One of those later acquisitions came on Dec. 13, when Gulfport Energy Corp. announced plans to acquire 46,000 net acres in the SCOOP core, held by Vitruvian II Woodford LLC for $1.85 billion. The planned acquisition includes Woodford and Springer stacked play prospects in Grady, Stephens and Garvin counties that produced roughly 183 MMcfed last October.
Meanwhile, pure play operator Gastar Exploration in November liquidated some 24,000 non-core “South STACK” acres, in northern Canadian and southeast Kingfisher counties, to an undisclosed buyer for roughly $71 million.
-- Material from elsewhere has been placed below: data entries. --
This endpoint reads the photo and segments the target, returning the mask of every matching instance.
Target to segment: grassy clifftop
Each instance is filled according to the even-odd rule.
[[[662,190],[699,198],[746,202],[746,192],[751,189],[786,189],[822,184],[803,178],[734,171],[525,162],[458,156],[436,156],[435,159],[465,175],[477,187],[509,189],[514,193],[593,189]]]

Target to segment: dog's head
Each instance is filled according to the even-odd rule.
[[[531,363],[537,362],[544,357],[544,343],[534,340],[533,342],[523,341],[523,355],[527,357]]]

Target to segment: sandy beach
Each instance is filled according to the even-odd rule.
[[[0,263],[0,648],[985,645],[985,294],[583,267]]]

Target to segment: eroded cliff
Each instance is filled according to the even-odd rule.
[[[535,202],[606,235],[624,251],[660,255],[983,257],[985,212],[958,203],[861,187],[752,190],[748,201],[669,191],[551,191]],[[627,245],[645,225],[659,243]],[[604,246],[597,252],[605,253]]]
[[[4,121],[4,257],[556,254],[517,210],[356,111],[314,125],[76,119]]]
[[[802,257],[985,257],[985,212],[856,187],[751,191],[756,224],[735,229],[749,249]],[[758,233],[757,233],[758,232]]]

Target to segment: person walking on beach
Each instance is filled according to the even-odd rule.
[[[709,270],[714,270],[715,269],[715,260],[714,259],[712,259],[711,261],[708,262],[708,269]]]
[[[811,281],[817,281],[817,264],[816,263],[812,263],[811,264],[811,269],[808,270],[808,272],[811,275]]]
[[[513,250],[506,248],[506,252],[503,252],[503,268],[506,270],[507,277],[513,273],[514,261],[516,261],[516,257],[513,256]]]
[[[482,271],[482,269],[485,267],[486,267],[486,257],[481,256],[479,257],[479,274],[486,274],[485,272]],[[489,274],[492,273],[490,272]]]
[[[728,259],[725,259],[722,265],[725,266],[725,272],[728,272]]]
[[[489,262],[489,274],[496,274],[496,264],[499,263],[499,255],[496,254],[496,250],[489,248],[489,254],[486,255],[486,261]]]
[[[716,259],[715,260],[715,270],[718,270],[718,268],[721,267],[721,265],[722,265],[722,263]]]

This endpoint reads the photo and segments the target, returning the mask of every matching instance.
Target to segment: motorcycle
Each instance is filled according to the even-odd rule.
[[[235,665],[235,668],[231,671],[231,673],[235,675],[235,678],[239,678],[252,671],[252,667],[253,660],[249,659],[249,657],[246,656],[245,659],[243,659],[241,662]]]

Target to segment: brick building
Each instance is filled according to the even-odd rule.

The Houston independent, which now controls 81,500 net STACK acres, said the proceeds will be used to accelerate delineation of its core acreage in northern Kingfisher and southern Garfield counties, where it targets Meramec, Osage, Woodford and Hunton pay zones.
Coinciding with the divestiture, Gastar formed a JDA with a private investment fund that will include 60 STACK wells in three 20-well increments. The JDA covers some 18,000 of the 54,400 net acres that Gastar holds in the northern STACK quadrant.
At year-end, the company had drilled six wells as part of the agreement, with the initial 20-well package expected to be completed by the second quarter. Gastar plans to continue running two rigs in the JDA area until at least early 2017.